2008.09.30 Sided residual: purity, efficiency, and background rejection

Ilya Selyuzhenkov September 30, 2008

Data sets:

  • pp2006 - STAR 2006 pp longitudinal data (~ 3.164 pb^1)
    after applying gamma-jet isolation cuts (note: R_cluster > 0.9 is used below).
  • gamma-jet - data-driven Pythia gamma-jet sample (~170K events). Partonic pt range 5-35 GeV.
  • QCD jets - data-driven Pythia QCD jets sample (~4M events). Partonic pt range 3-65 GeV.

Notations used in the plots:

  • Fit peak energy:
    F_peak - integral within +-2 strips from maximum strip
    Maximum strip determined by fitting procedure.
    Float value converted ("cutted") to integer value.
  • Data peak energy:
    D_peak - energy sum within +-2 strips from maximum strip (the same strip Id as for F_peak).
  • Data tails:
    D_tail^left and D_tail^right.
    Energy sum from 3rd strip up to 30 strips on the
    left and right sides from maximum strip (excludes strips which contributes to D_peak)
  • Fit tails:
    F_tail^left and F_tail^right.
    Same definition as for D_tail, but integrals are calculated from a fit function.
  • Maximum sided residual:
    max(D_tail-F_tail)
    Maximum of the data minus fit energy on the left and right sides from the peak.

Determining cut line based on sided residual plot

Figure 1: Sided residual plot: D_peak vs. max(D_tail-F_tail)
Red lines show 4th order polynomial functions, a*x^4,
which have 80% of MC gamma-jet counts on the left side.
These lines are obtained independently for each of pre-shower condition
based on fit procedure shown in Fig. 3 below.

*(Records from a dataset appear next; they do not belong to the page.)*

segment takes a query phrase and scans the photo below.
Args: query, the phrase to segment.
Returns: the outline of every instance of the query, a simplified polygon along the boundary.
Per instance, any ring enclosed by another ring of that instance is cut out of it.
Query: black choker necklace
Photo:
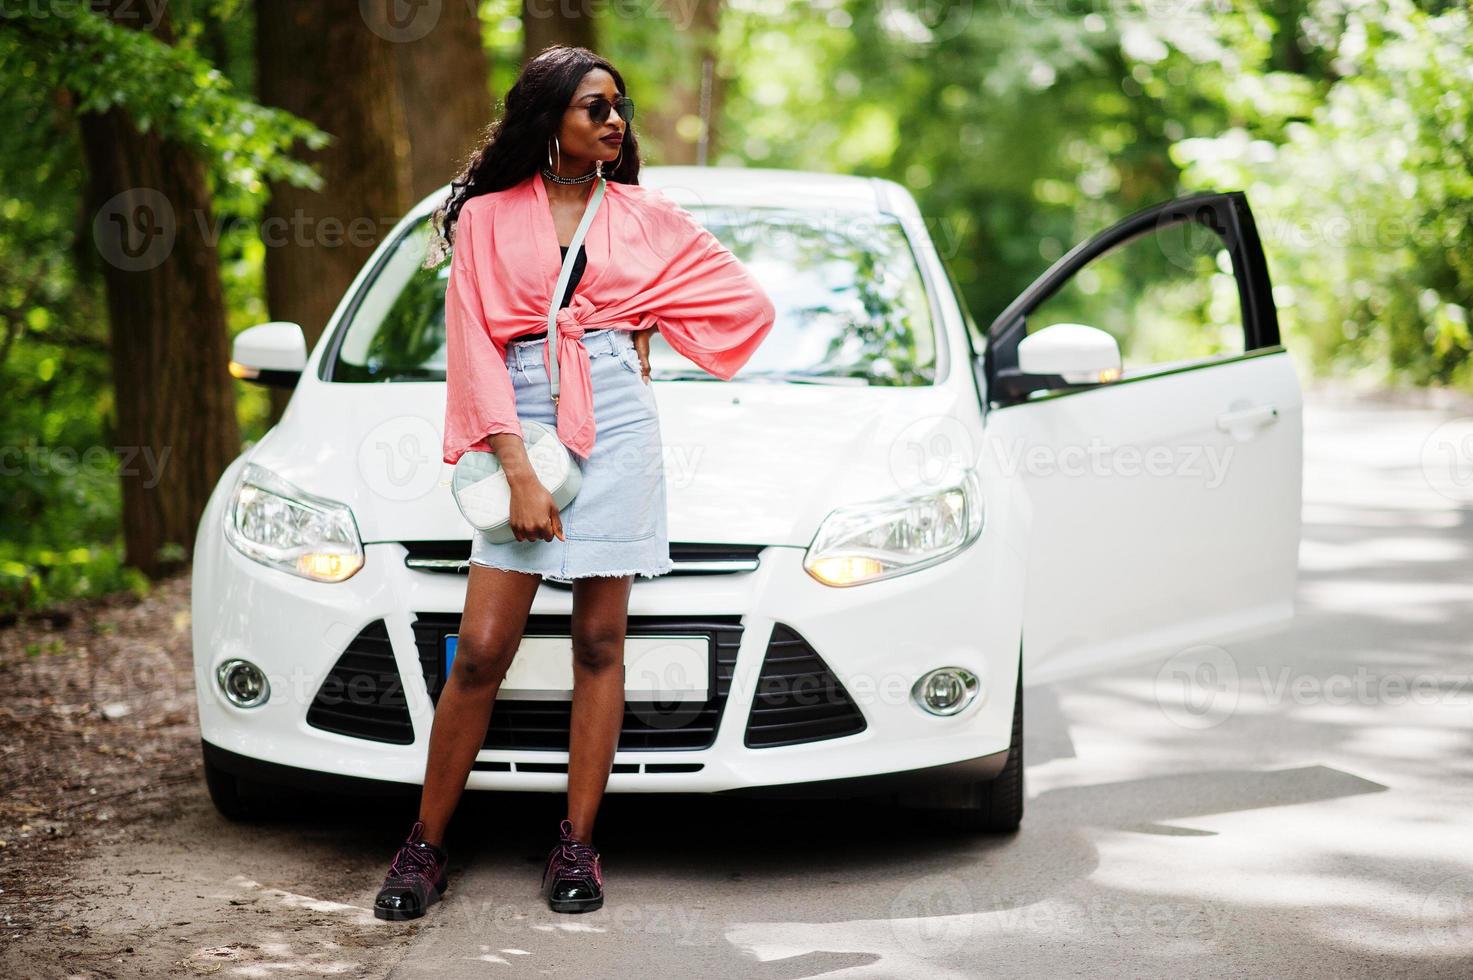
[[[595,160],[593,162],[593,169],[584,174],[582,177],[559,177],[557,174],[553,173],[546,167],[542,168],[542,176],[546,177],[548,180],[552,181],[555,184],[586,184],[595,177],[602,177],[603,169],[603,161]]]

Figure 2: max(D_tail-F_tail) distribution
(projection on horizontal axis from sided residual plot, see Fig. 1 above)

Figure 3: max(D_tail-F_tail) [at 80%] vs. D_peak.
For each slice (bin) in D_peak variable, the max(D_tail-F_tail) value
which has 80% of gamma-jet candidates on the left side are plotted.

Lines represent fits to MC gamma-jet points (shown in red) using different fit functions
(linear, 2nd, 4th order polynomials: see legend for color coding).
Note, that in this plot D_peak values are shown on horizontal axis.
Consequently, to get 2nd order polynomial fit on sided residual plot (Fig. 1),
one needs to use sqrt(D_peak) function.
The same apply to 4th order polynomial function.

Figure 4: D_peak vs. horisontal distance from 4th order polinomial function to max(D_tail-F_tail) values.
(compare with Fig. 1: Now 80% of MC gamma-jet counts are on the left side from vertical axis)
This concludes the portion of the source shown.